Ceza hukukunun en temel ilkelerinden biri “şüpheden sanığın yararlanacağını” belirtir. Delillerle ilgili olarak ortaya konan bütün tutarsızlıklara, çelişkilere rağmen Yargıtay hukukun bu çok temel ilkesini hayata geçirmemiştir.

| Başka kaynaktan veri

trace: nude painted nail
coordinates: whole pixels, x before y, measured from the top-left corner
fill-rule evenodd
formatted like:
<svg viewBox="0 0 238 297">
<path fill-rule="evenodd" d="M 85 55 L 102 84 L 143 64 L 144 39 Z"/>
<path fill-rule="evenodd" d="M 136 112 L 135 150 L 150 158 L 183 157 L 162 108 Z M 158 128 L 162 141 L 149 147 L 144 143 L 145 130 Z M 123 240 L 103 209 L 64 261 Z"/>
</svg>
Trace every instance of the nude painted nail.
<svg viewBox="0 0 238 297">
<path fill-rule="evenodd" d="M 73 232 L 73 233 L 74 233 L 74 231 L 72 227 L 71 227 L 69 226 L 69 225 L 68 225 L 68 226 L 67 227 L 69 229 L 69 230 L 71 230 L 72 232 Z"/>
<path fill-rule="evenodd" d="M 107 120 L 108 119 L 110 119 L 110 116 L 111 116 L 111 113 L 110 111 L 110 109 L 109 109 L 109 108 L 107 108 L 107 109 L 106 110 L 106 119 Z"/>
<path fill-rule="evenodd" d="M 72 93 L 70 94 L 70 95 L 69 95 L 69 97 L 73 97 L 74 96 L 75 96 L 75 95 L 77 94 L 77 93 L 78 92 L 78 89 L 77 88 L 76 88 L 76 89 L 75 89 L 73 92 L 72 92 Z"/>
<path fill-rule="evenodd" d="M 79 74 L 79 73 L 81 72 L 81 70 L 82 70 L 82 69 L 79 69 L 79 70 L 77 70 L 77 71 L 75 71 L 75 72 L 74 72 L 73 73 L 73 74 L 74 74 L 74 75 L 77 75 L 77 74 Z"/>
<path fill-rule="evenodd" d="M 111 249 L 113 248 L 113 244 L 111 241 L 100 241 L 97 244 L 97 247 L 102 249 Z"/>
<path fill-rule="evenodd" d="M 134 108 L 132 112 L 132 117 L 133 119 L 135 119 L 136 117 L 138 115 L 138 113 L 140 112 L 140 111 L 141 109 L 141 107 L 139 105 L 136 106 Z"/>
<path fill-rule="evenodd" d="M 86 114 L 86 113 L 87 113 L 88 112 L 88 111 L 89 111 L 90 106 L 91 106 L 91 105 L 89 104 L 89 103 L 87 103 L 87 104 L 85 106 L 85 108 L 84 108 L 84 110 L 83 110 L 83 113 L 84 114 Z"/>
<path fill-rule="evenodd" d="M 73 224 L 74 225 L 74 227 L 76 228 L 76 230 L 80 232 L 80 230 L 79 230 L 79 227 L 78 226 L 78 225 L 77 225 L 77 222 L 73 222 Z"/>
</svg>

Sonuçta Anayasa Mahkemesi (AYM), önceki gün aldığı bir kararla adil bir yargılamanın yapılmadığına hükmetmiştir. Önem taşıyan noktalardan biri, kararın mahkemenin 17 üyesinin tümünün imzasıyla çıkmış olmasıdır. Mahkeme, böylelikle 5 Haziran 2014 tarihindeki YouTube kararından sonra ikinci kez genel kurul düzeyinde karar almış olmaktadır. Kuşkusuz buradaki oybirliği, kararın ağırlığını arttırmaktadır.
Balyoz’un geçen dört buçuk yıllık serüveni, asgari hukuk ölçülerinin bile işlemediği bir büyük hukuksuzluğun öyküsüdür aslında. AYM, bu hukuk zulmüne dur demiştir.